Upscaling of Nonlinear Forchheimer Flows

In this work we propose upscaling method for nonlinear Forchheimer flow in highly heterogeneous porous media. The generalized Forchheimer law is considered for incompressible and slightly-compressible single-phase flows. We use recently developed analytical results Aulisa et al. (2009) and write the resulting system in terms of a degenerate nonlinear flow equation for the pressure with the nonlinearity that depends on the pressure gradient. The coarse scale parameters for the steady state problem are determined so that the volumetric average of velocity of the flow in the domain on fine scale and on coarse scale are close enough. A flow-based coarsening approach is used, where the equivalent permeability tensor is first evaluated following the streamline of the existing linear cases, and successively modified in order to take into account the nonlinear effects.

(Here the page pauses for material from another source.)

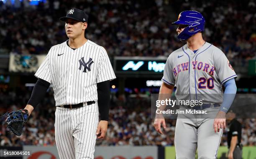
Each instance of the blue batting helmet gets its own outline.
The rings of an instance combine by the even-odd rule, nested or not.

Compared to previous works Durlofsky and Karimi-Fard (2009) and Peszynska et al. (2009), our approach relies on recent analytical results of Aulisa et al. (2009) and combines it with rigorous mathematical upscaling theory for monotone operators. The developed upscaling algorithm for nonlinear steady state problems is effectively used for variety of heterogeneities in the domain of computation. Direct numerical computations for average velocity and productivity index justify the usage of the coarse scale parameters obtained for the special steady state case in the fully transient problem. Analytical upscaling formulas in stratified domain are obtained for the nonlinear case. They correlate with high accuracy with numerical results.